Die Tage Neuer Musik in Weimar widmen sich seit ihrer Gründung 1988 jedes Jahr einem speziellen Thema. 2012 lautet es: „Avantgarde und Spiritualität“. In sieben Konzerten und einer Filmpremiere wird der Versuch unternommen, sich auf unterschiedliche Weise dem Motto zu nähern. Spiritualität bedeutet Geistigkeit. Diese kann sich auf Geistiges aller Art oder auf Geistliches in spezifisch religiösem Sinn beziehen.

John Cage und Karlheinz Stockhausen haben immer wieder darauf verwiesen, dass ihr Gesamtwerk religiös zu verstehen sei. Während Stockhausen Musik als „Flugschiff zum Göttlichen“ bezeichnete, betonte Cage, dass sich diese wieder „göttlichen Einflüssen“ öffnen solle. Sein berühmtes, nur aus Pausen bestehendes Stück „4’ 33’’“ trug ursprünglich den Titel „Silent Prayer“ (Stilles Gebet).

Im Eröffnungskonzert “Auf der Suche nach dem Absoluten” spielt der Berliner Pianist Frank Gutschmidt neben Werken von Cage, Stockhausen und Allain Gaussin die Uraufführung von Paul-Heinz Dittrichs “Klaviermusik X” (2010), die sich auf das berühmte Poem "Un Coup de Dés" (Ein Würfelwurf) von Stéphane Mallármé bezieht und in ihrer Komplexität höchste Anforderungen an den Interpreten stellt.
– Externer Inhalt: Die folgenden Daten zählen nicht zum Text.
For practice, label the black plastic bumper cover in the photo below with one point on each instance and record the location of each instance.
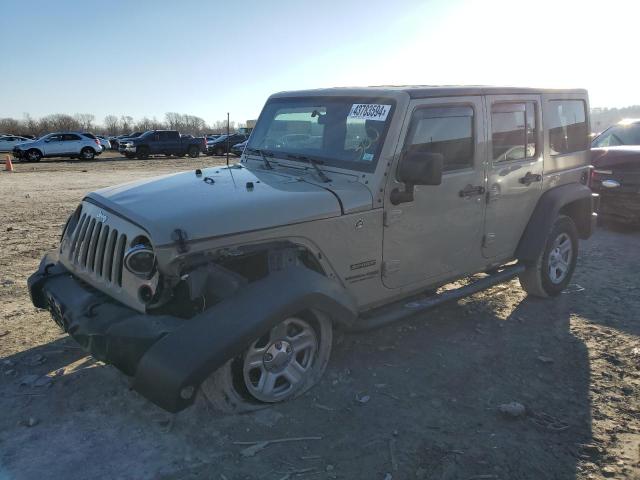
(167, 356)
Als „Composer/Performer in Residence“ wurde Michael Vetter (München) eingeladen, der durch seine Kunst des Oberonsingens und seine experimentellen Vokalimprovisationen internationale Berühmtheit erlangt hat. In einem Solokonzert präsentiert er sein “Missale dei Venti” als “konzertante Meditation über die Transparenz der Klänge”. Außerdem bringt er gemeinsam mit der Sängerin Natascha Nikeprelevic (Köln) und dem “Ensemble für Intuitive Musik Weimar” (EFIM) seine Komposition "sola fide" (“allein durch Glauben”) zur Uraufführung, in der die Mitwirkenden “zu tollkühnen Grenzüberschreitungen” animiert werden.

Zu den Höhepunkten dürfte das Gastspiel des weltweit gefeierten “Ensemble de Musique Interactive” (Frankreich) gehören, das Einblicke in das aktuelle Schaffen von von Nina Young, Kaija Saariaho, Jacopo Baboni Schilingi, Orjan Sandred und Hans Tutschku gewährt.

Mit Spannung darf das Zusammenspiel des “Ensembles für Intuitive Musik Weimar” mit der jungen Gruppe “Dandy Desmond Doping Tour” erwartet werden, die nicht nur den Jubilar John Cage (100. Geburtstag) ehren, sondern auch ein Werk seines Schülers Christian Wolff aufführen, der dem Meister eine Ausgabe des chinesischen Orakelbuches “I Ging” schenkte und damit zur Komposition mit Zufallsoperationen anregte.

In zwei Konzerten mit elektoakustischer Musik erklingen neben Werken der Altmeister Karlheinz Stockhausen (“Gesang der Jünglinge”), Francis Dhomont und Francois Bayle Kompositionen von Kompositionsstudenten, wobei das Lautsprecherorchester des Studios für elektroakustische Musik (SeaM) zum Einsatz kommt. Hier wird Harvardprofessor Hans Tutschku (Boston) im Vorfeld ein Seminar halten.

Der Film “Auf der Suche nach der Zukunft” über Integral-Art und die Philosophie des Komponisten Johannes Wallmann erlebt im Rahmen des Festivals seine Premiere.